Thefastest.ai (opens in new tab)

(thefastest.ai)

60 pointszkoch2y ago32 comments

32 comments

Groq with llama3 70b is so fast and good enough for what we do (source code stuff) that it’s really quite painful to work with most others now. We replaced most our internal integrations with this and everything is great so far. I guess they will be bought soon?

BoorishBears2y ago

How is that possible with Groq rate limits?

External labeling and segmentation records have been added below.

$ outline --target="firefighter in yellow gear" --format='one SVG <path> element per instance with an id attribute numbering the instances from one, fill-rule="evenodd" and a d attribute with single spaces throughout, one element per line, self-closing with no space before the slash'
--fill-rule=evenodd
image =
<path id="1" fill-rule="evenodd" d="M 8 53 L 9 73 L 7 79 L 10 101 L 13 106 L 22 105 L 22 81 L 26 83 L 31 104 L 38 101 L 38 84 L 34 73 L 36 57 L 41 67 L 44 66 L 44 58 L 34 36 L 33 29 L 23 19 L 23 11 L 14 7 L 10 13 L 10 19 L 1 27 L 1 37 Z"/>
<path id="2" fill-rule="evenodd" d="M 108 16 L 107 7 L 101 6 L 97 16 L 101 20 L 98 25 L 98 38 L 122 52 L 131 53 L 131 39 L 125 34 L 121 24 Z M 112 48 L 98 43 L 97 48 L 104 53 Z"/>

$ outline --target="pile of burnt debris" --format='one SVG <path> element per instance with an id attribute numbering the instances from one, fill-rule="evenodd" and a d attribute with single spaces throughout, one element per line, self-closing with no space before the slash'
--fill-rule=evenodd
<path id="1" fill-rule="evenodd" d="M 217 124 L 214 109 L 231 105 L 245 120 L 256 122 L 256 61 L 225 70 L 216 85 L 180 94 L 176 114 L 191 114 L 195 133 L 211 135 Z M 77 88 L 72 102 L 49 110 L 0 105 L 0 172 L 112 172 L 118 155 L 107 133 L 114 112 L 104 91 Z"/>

Fireworks has Llama 3 for the same effective speed with much more realistic rate limits (and billing)

anonzzzies2y ago

Groq relaxes the rate limits if you work 'closer' with them.

ilaksh2y ago

how do you work closer? we filled out the enterprise form and I DMd a mod in the Discord..

m3kw92y ago

What do you guys do?

saltsaman2y ago

Couple of things:

1. Filtering by model should be enabled by default. Mixtral-8x7b-instruct on Perplexity is almost as fast as the 7B Llama 2 on fireworks, but are quite different in sizes.

2. Pricing is a very important factor that is not included.

3. Overall service reliability should also be an important signal.

juberti2y ago

Can you describe what you'd like to see for #1? We currently show everything, but let people filter via the UI or URL param, e.g., https://thefastest.ai/?mf=3-70

passion__desire2y ago

I don't understanding why would we need to having similar expectations from systems that we have from humans and building a whole theory on it. I can adjust my behaviour around systems. I am not restricted to operate within default values. e.g Whenever a price is listed as $99, I automatically know it is $100. Marketing gimmicks don't work once you know about them or in other words, expectations can be set in a new environment.

fragmede2y ago

Marketing gimmicks absolutely still work even if you know about them because they take advantage of basic human psychology so when you're tired/hungry/sleepy or otherwise not operating at peak performance, your lizard brain/autopilot takes over and you choose what's been chosen for you.

passion__desire2y ago

There was a story where users complained that a particular process is taking lot of time. He coded a progress bar and all the complaints disappeared because it set their expectations and it was visible.

pants22y ago

Another good resource: https://artificialanalysis.ai/

Gcam2y ago

this page is probably our most comparable to thefastest (which is cool, more benchmarks is better): https://artificialanalysis.ai/leaderboards/providers

We also have pricing, long/medium/short prompt lengths (decode time can vary between providers) & parallel query benchmarking + model details (ctx window, etc)

pants22y ago

I'd be interested to hear how Llama 8B with long chain-of-thought prompts compares to GPT-4 one-shot prompts for real-world tasks.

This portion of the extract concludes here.